Страница 90 из 103
— Кажется, я погорячился. — Голос Бурлака прозвучал напряженно. — Я бы не жаловался этому товарищу, а попросил бы помочь решить мою проблему.
— И кто этот товарищ? — усмехнулся комдив.
— Генерал армии Георгий Жуков! — Бурлак перевел дыхание. — В тридцать девятом я служил в 11-й танковой бригаде, когда Жуков на Халхин-Голе разгромил японских захватчиков. Из его рук я тогда получил награду. Он помог мне попасть с Дальнего Востока на Сталинградский фронт, и, кажется, я не подвел его.
— Большой у тебя, Иван Лукич, покровитель, ты уж держи свою марку высоко! — Комдив встал, давая понять, что разговор окончен. — А сейчас проверь, получили ли экипажи машин все необходимое для боя, потом мне доложишь!
— Слушаюсь! — повеселевшим голосом отчеканил Иван Лукич.
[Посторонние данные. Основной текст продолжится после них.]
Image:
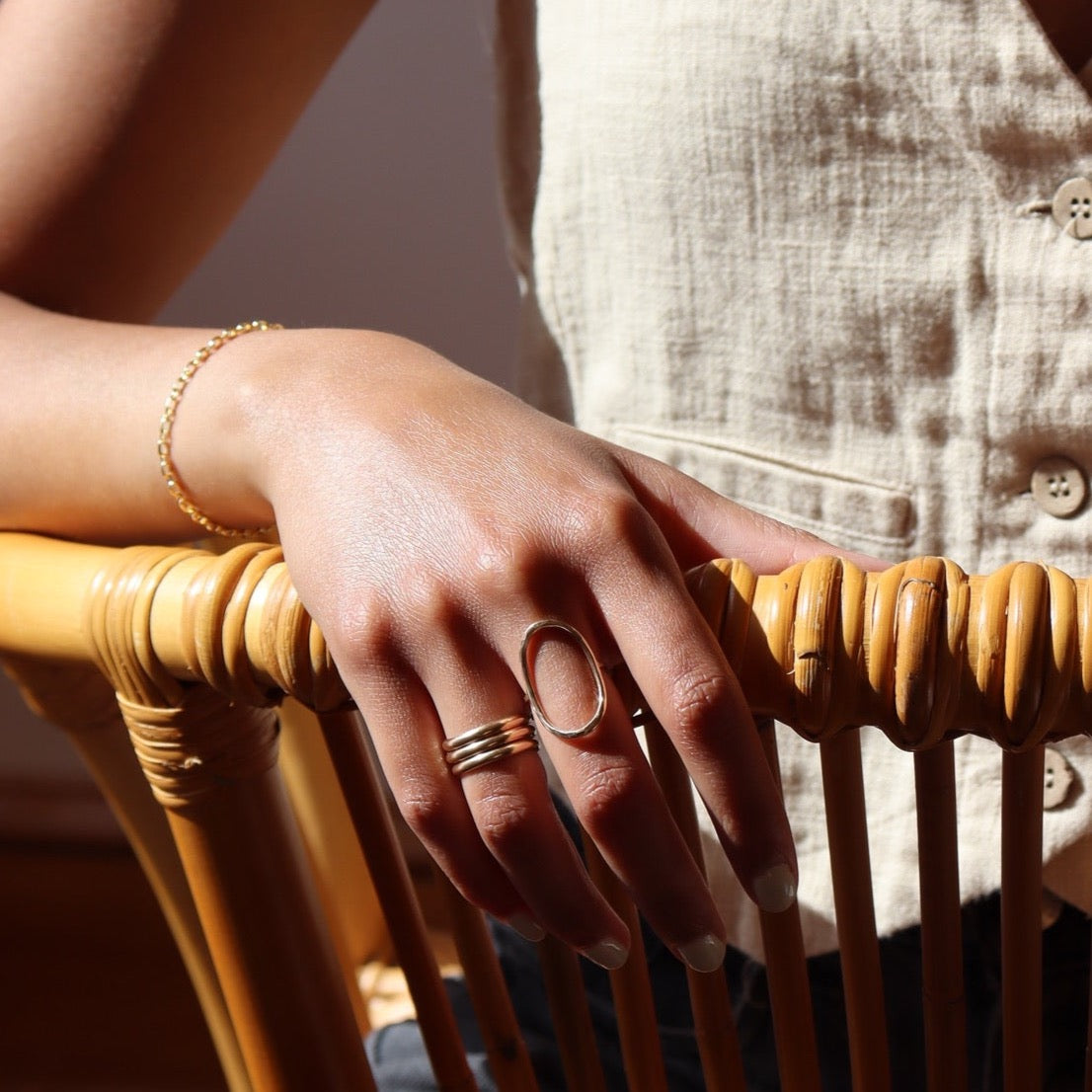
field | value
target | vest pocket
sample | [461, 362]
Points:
[851, 512]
Он взял под козырек и направился к выходу.
После ужина Бурлак уединился в блиндаже, закурил. Мысли об Оксане не оставили его. У него было такое ощущение, что Оксана где-то рядом, что он скоро увидит ее, но это ощущение быстро исчезло, и на смену ему пришло чувство отчужденности. В памяти всплыл недавний вечер, перед выпиской из госпиталя. Она явилась к нему веселая, улыбчивая, и он невольно спросил:
— Что случилось? Ты обычно приходишь ко мне грустная, какая-то задумчивая, а сегодня в глазах радость…
— Есть причина, Ванек! — Она шутливо ущипнула его за нос. Однако выражение веселости на ее лице не угасло.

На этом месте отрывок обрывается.